If you just don't want the se's to follow those pages, use the robot.txt and tell them NOT to go to those pages and they will listen.

navaldesign
11-05-2006, 05:59 AM
Sorry to cut in. SE spiders, crawlers etc. will FIND anything on your site. READING it is a totally different issue: they CAN'T. They can only read the output to the browser created by the php code, so it is actually as if a visitor has visited that page. So, no worries about your content. Your only worry should be that they might unveil links and pages that you don't like to, so your solution would be that of creating a robot.txt file to tell them NOT to spider the pages you don't want them to.

navaldesign
11-05-2006, 06:07 AM
The information I have is that SE's hardly ever has anything to do with php, and text hacks... rather, I would be concerned more about hackers adding tags to your domain name which would then give them your root directory content.. offcourse it wont be accessible, but they will know what's on it... from there, you know it's a matter of calling the page in the browser and checking it out.. there are now HTML Editors that will open files on external locations like a url address.. Ultimately, It really isent an issue until something triggers it..

ALL html editors that can input html code from an internet page, do excactly this.
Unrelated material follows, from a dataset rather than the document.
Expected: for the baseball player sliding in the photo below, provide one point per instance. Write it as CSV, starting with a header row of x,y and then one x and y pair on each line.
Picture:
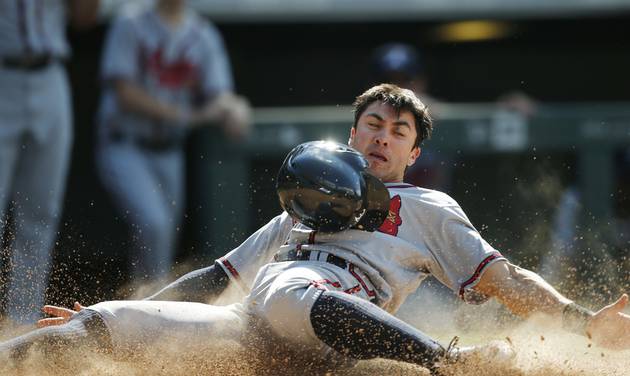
x,y
325,277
Even BlueVoda does it, when importing html pages from the nest. Even I do it, with a php script of my own, for the next version of ABVFP that will be capable of reading the form directly from the site, before creating the processing script.

I wouldn't worry too much about this, because they can only read the html output of these pages, not the php code, and even more, the database content.